Im Herbst dieses Jahres feiert das WSZ fünfzigjähriges Jubiläum. Für einen reibungslosen Betrieb ist das Dezernat Bau und Technik der Universität Leipzig mit seinem Team inklusive Badaufsicht zuständig. Der Bereichsleiter für den Campus Jahnallee, Gerd Appenfelder, zu den Anfängen: „Baustart war im Herbst 1968, drei Jahre später wurde der Komplex fertiggestellt. Laut Zeitzeugen gab es allerdings keine offizielle Einweihung. Die Hallen wurden bereits während der Bauphase genutzt. Wir denken über Aktionen nach, wie wir dieses Jubiläum begehen können, sofern es die Pandemie zulässt. Ich habe dazu mit verschiedenen Akteuren Kontakt aufgenommen.“  Die Bilanz des WSZ kann sich sehen lassen. Nicht nur die sportlichen Erfolge sind beeindruckend, auch die Ausstattung des Komplexes.

Technische Eckdaten

Das Schwimmbecken ist 50 Meter lang, 20,5 Meter breit und hat eine Wassertiefe von zwei Metern. Es ist mit 2.050.000 Litern Trinkwasser (allerdings behandelt) gefüllt. Diese Menge würde ausreichen, um drei Personen 15 Jahre lang mit Trinkwasser zu versorgen. Der Beckeninhalt wird ungefähr fünfeinhalbmal am Tag komplett gefiltert. Die Badewasserqualität des gesamten WSZ wird durch Eigenkontrollen etwa 18.000-mal pro Jahr gemessen, weitere 1.800 Messwerte werden im Labor untersucht.

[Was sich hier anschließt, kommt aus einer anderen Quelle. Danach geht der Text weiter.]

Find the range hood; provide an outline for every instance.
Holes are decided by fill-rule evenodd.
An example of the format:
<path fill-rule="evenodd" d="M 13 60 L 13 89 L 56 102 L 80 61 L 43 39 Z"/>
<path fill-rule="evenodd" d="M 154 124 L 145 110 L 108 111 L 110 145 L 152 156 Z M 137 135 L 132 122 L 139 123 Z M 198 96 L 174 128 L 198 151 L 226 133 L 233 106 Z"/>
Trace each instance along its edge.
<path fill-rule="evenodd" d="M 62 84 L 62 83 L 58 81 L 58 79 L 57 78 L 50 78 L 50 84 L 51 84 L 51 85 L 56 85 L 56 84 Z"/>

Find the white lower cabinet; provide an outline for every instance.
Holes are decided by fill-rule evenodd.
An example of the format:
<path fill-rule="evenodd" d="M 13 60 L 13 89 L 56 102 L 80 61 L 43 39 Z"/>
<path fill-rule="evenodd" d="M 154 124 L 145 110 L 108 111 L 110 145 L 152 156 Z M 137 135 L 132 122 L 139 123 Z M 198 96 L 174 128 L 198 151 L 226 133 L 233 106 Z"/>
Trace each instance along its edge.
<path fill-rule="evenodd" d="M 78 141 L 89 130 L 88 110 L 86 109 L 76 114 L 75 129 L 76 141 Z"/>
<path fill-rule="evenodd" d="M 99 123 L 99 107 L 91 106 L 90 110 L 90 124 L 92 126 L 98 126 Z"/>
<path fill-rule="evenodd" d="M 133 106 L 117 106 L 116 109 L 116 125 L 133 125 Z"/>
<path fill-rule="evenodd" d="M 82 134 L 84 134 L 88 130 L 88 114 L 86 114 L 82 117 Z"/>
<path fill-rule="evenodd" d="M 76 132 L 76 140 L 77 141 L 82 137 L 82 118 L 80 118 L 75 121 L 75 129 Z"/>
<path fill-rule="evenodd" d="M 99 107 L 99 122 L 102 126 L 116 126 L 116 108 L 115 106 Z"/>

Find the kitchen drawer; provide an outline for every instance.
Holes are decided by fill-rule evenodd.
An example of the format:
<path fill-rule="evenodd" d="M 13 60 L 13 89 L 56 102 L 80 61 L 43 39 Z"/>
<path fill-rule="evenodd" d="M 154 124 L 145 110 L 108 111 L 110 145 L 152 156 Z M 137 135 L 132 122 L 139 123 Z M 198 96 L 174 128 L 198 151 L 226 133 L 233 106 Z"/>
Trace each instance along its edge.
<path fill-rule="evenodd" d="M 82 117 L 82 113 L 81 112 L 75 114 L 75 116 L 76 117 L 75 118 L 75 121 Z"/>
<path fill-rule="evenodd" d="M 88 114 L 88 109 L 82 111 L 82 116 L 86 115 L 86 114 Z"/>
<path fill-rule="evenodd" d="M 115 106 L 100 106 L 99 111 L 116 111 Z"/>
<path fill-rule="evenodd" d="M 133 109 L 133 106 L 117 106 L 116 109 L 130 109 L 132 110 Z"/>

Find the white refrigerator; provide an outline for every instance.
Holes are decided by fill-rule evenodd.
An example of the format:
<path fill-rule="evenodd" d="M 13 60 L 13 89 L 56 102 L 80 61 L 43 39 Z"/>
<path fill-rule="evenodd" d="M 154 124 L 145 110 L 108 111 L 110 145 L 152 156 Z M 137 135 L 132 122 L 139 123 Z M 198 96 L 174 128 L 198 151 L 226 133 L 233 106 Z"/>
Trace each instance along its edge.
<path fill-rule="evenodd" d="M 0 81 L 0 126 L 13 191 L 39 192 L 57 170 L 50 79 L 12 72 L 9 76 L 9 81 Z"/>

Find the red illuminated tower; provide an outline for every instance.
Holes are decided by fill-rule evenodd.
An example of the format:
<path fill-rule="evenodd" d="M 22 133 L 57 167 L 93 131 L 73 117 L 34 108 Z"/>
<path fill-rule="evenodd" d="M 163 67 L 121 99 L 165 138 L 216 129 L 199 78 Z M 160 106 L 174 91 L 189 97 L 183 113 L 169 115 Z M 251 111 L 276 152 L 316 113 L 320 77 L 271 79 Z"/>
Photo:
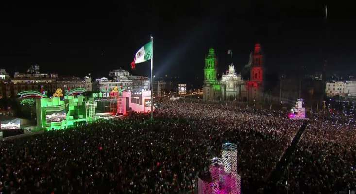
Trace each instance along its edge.
<path fill-rule="evenodd" d="M 259 43 L 255 45 L 252 58 L 250 81 L 247 84 L 249 100 L 259 100 L 263 91 L 263 55 Z"/>

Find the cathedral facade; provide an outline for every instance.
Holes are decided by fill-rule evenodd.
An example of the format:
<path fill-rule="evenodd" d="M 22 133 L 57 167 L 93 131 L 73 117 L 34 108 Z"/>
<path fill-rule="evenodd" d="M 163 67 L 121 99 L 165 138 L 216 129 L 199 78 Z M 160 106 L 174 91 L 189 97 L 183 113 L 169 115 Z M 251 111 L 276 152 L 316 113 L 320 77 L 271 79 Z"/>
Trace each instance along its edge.
<path fill-rule="evenodd" d="M 220 101 L 225 99 L 225 84 L 217 77 L 218 58 L 214 48 L 209 49 L 205 57 L 204 68 L 204 86 L 203 99 L 205 101 Z"/>
<path fill-rule="evenodd" d="M 217 77 L 218 58 L 211 48 L 205 57 L 203 100 L 205 101 L 239 100 L 258 101 L 263 92 L 263 57 L 261 45 L 257 43 L 247 65 L 250 79 L 244 80 L 235 72 L 234 65 L 229 66 L 221 79 Z"/>

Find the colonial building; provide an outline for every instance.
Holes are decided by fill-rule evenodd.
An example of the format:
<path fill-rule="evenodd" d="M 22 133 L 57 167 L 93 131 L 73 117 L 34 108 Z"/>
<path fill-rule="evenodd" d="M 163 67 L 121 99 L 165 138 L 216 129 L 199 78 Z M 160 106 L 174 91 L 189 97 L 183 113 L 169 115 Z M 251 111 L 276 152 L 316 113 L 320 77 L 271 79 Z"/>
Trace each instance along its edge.
<path fill-rule="evenodd" d="M 51 96 L 58 88 L 65 89 L 77 88 L 92 90 L 91 78 L 63 77 L 58 78 L 56 73 L 43 73 L 40 72 L 39 65 L 31 65 L 25 73 L 15 72 L 13 78 L 10 78 L 4 69 L 0 70 L 0 98 L 15 97 L 24 91 L 46 91 Z M 4 79 L 1 78 L 3 75 Z"/>
<path fill-rule="evenodd" d="M 168 94 L 166 82 L 163 80 L 153 81 L 152 86 L 153 88 L 153 91 L 154 96 L 162 97 L 164 97 L 166 94 Z"/>
<path fill-rule="evenodd" d="M 75 88 L 84 88 L 86 91 L 92 91 L 92 83 L 90 74 L 84 78 L 78 77 L 61 77 L 57 79 L 57 88 L 64 91 Z"/>
<path fill-rule="evenodd" d="M 332 81 L 326 83 L 325 93 L 328 97 L 356 96 L 356 81 Z"/>
<path fill-rule="evenodd" d="M 225 99 L 225 84 L 219 81 L 217 78 L 217 64 L 218 58 L 214 49 L 210 48 L 205 59 L 204 81 L 203 88 L 204 101 L 220 101 Z"/>
<path fill-rule="evenodd" d="M 113 79 L 109 80 L 102 77 L 95 79 L 93 90 L 110 91 L 117 87 L 137 92 L 150 89 L 150 80 L 147 77 L 133 76 L 128 71 L 122 69 L 110 71 L 109 75 Z"/>
<path fill-rule="evenodd" d="M 234 65 L 229 66 L 226 74 L 221 80 L 217 77 L 218 59 L 214 49 L 209 50 L 205 57 L 203 99 L 212 101 L 225 100 L 260 101 L 263 93 L 263 55 L 261 45 L 255 44 L 254 50 L 250 55 L 250 79 L 245 81 L 241 74 L 235 72 Z"/>
<path fill-rule="evenodd" d="M 259 43 L 254 46 L 252 59 L 250 81 L 246 85 L 248 99 L 249 101 L 260 101 L 263 95 L 263 55 Z"/>
<path fill-rule="evenodd" d="M 56 73 L 41 73 L 39 65 L 36 64 L 27 70 L 26 73 L 15 72 L 11 79 L 13 92 L 11 97 L 16 96 L 19 92 L 26 90 L 44 91 L 53 93 L 57 89 Z"/>
<path fill-rule="evenodd" d="M 235 72 L 232 63 L 229 66 L 226 74 L 222 75 L 221 82 L 225 86 L 225 93 L 227 100 L 240 99 L 245 93 L 245 81 L 242 80 L 241 74 Z"/>

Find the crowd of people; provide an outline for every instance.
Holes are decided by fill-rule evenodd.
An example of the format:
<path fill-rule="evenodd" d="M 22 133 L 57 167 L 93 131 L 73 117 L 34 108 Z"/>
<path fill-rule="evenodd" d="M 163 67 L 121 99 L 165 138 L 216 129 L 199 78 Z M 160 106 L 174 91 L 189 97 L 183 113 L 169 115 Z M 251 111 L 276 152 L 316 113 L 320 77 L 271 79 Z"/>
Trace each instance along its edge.
<path fill-rule="evenodd" d="M 162 101 L 153 121 L 134 114 L 1 142 L 0 194 L 191 193 L 197 190 L 199 173 L 208 169 L 211 158 L 220 155 L 221 145 L 228 141 L 238 145 L 242 192 L 255 193 L 303 123 L 287 117 L 280 110 Z M 340 128 L 344 134 L 333 135 L 338 129 L 322 121 L 311 122 L 301 140 L 290 164 L 291 172 L 295 171 L 288 178 L 290 188 L 300 185 L 299 178 L 310 190 L 321 186 L 316 178 L 334 181 L 325 189 L 355 178 L 346 173 L 343 179 L 332 180 L 353 167 L 353 126 Z M 324 126 L 325 130 L 319 128 Z M 309 163 L 306 160 L 310 157 Z M 319 174 L 308 168 L 316 165 Z M 333 175 L 326 175 L 331 169 Z"/>
<path fill-rule="evenodd" d="M 356 125 L 352 111 L 326 109 L 309 122 L 279 182 L 290 193 L 356 189 Z M 288 173 L 288 172 L 287 172 Z"/>

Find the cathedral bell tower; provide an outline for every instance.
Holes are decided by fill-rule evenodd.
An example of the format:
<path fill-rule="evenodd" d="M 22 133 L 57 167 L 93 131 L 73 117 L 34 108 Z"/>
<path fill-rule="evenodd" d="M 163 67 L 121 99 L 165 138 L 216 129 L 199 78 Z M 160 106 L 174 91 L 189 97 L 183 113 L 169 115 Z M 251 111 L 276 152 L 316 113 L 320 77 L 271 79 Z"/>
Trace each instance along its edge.
<path fill-rule="evenodd" d="M 247 82 L 249 101 L 259 101 L 262 99 L 263 92 L 263 55 L 261 45 L 256 43 L 252 56 L 250 70 L 250 81 Z"/>
<path fill-rule="evenodd" d="M 218 58 L 216 57 L 214 48 L 209 49 L 209 54 L 205 57 L 204 77 L 205 83 L 214 84 L 217 81 L 217 69 Z"/>
<path fill-rule="evenodd" d="M 203 87 L 203 99 L 204 101 L 220 101 L 224 99 L 225 86 L 218 80 L 217 65 L 218 58 L 214 48 L 210 48 L 205 58 L 204 85 Z"/>
<path fill-rule="evenodd" d="M 252 64 L 250 76 L 251 81 L 262 82 L 263 81 L 263 57 L 261 52 L 261 45 L 256 43 L 254 46 L 254 52 L 252 55 Z"/>

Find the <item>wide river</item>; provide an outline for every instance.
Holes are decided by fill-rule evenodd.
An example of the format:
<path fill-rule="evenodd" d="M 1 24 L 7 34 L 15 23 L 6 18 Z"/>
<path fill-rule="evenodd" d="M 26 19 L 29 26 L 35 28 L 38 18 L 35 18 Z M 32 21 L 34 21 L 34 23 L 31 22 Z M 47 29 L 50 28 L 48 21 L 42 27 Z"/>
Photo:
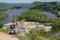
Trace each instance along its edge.
<path fill-rule="evenodd" d="M 16 14 L 20 15 L 22 12 L 27 11 L 27 10 L 29 10 L 29 8 L 27 8 L 27 7 L 21 7 L 19 9 L 12 9 L 12 10 L 10 10 L 10 9 L 6 10 L 4 12 L 6 12 L 9 16 L 6 19 L 1 20 L 0 22 L 2 24 L 9 23 L 13 20 L 13 15 L 16 15 Z M 52 18 L 52 19 L 57 18 L 57 16 L 54 15 L 53 13 L 51 13 L 51 12 L 44 11 L 43 13 L 46 14 L 48 17 Z"/>

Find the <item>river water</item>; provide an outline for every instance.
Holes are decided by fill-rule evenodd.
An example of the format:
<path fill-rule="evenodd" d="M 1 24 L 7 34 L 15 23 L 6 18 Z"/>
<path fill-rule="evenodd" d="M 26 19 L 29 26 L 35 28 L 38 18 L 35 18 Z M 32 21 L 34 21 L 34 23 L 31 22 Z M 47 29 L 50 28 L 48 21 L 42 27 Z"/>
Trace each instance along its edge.
<path fill-rule="evenodd" d="M 6 10 L 4 12 L 6 12 L 9 16 L 6 19 L 1 20 L 0 22 L 2 24 L 9 23 L 9 22 L 12 21 L 13 15 L 16 15 L 16 14 L 20 15 L 22 12 L 27 11 L 27 10 L 29 10 L 28 7 L 21 7 L 19 9 L 12 9 L 12 10 L 9 9 L 9 10 Z M 48 17 L 52 18 L 52 19 L 57 18 L 57 16 L 54 15 L 53 13 L 51 13 L 51 12 L 44 11 L 43 13 L 46 14 Z"/>

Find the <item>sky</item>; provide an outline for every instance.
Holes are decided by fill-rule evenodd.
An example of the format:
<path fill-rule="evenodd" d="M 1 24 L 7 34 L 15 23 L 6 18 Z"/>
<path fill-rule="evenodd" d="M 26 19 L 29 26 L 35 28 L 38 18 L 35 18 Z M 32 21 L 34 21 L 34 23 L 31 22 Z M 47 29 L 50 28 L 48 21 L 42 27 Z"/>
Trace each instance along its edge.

Im Normalbetrieb nutzen bis zu 1.600 Personen pro Tag die Schwimmhalle, bis zu 250.000 pro Jahr. Die Besuchertribüne fasst 300 Personen. Die Halle ist damit die einzige wettkampftaugliche Schwimmstätte in der Region.

Neben der Schwimmhalle gibt es weitere Hallen: Die Sprunghalle verfügt über Sprungtürme und -bretter: vom Einmeterbrett bis hin zum Zehn-Meter-Sprungturm. Auch Synchronspringen wird hier trainiert. Das Becken selbst ist 4,50 Meter tief und fasst 1.150 Kubikmeter Wasser. Weiterhin gibt es ein Lehrschwimm-, ein Kaltwasser- und ein Entspannungsbecken sowie Mehrzweckhallen, zum Beispiel für das Gymnastiktraining, und eine Trockensprunghalle, in der man nicht im kühlen Nass, sondern auf Schaumstoff landet.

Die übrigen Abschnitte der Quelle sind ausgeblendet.